So we’ve recently enabled the tracing options for Istio in our clusters, and I’ve noticed that the ingress-gateway seems to be holding/queuing up requests for several seconds at a time
For example, here this request seems to have been held for 10 seconds at the ingress gateway, before being passed ahead to the “mini-main” service in the “prod” namespace (this could’ve been a network issue, but seems unlikely, as I’ve only observed it specifically at hops between the ingress gateway and other services…).
We were running only 4 gateways (and their CPU usage was very low). After this I’ve tried scaling them up to 12 but saw now meaningful reduction in the p90, p99 latency, and the behavior persisted. I’ve considered that instead this could be a problem with the tracing data – but this is generated by Istio as well.

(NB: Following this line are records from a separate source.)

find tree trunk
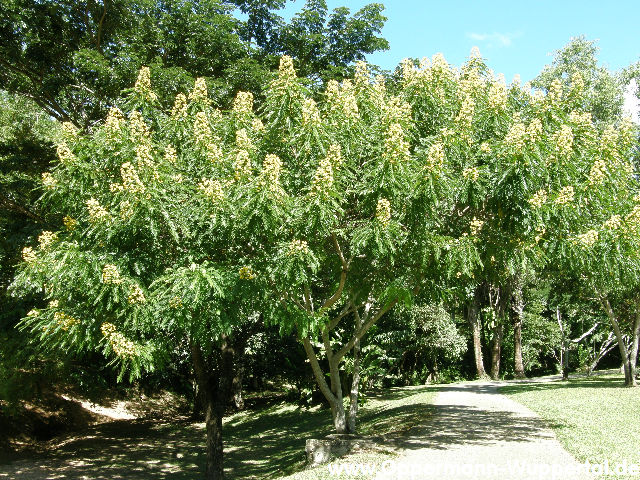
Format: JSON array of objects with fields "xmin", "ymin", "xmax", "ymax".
[
  {"xmin": 467, "ymin": 287, "xmax": 487, "ymax": 379},
  {"xmin": 510, "ymin": 284, "xmax": 527, "ymax": 378},
  {"xmin": 231, "ymin": 349, "xmax": 244, "ymax": 410},
  {"xmin": 347, "ymin": 312, "xmax": 362, "ymax": 433},
  {"xmin": 600, "ymin": 296, "xmax": 637, "ymax": 387},
  {"xmin": 629, "ymin": 300, "xmax": 640, "ymax": 381},
  {"xmin": 191, "ymin": 339, "xmax": 234, "ymax": 480},
  {"xmin": 491, "ymin": 319, "xmax": 504, "ymax": 380}
]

Anyway, is there maybe some fine tuning I could do, like some undocumented request queue size I could edit? Maybe someone has had a similar issue? Alternatively, is there a way I could get metrics from the ingress gateway (like some sorte of request queue size, etc?).
Edit: I did find this post which might be helpful and I did realize that I could start to scrape Prometheus metrics directly from the envoy sidecars in the ingress gateway. I guess monitoring the rq_total, rq_active and downstream_rq_active metrics might help in this case will try that out tomorrow (we have istio metrics in Prometheus but didn’t realize until now how useful raw Envoy metrics would be).
Also, scaling up further actually might have helped, but it might be a bit early to tell.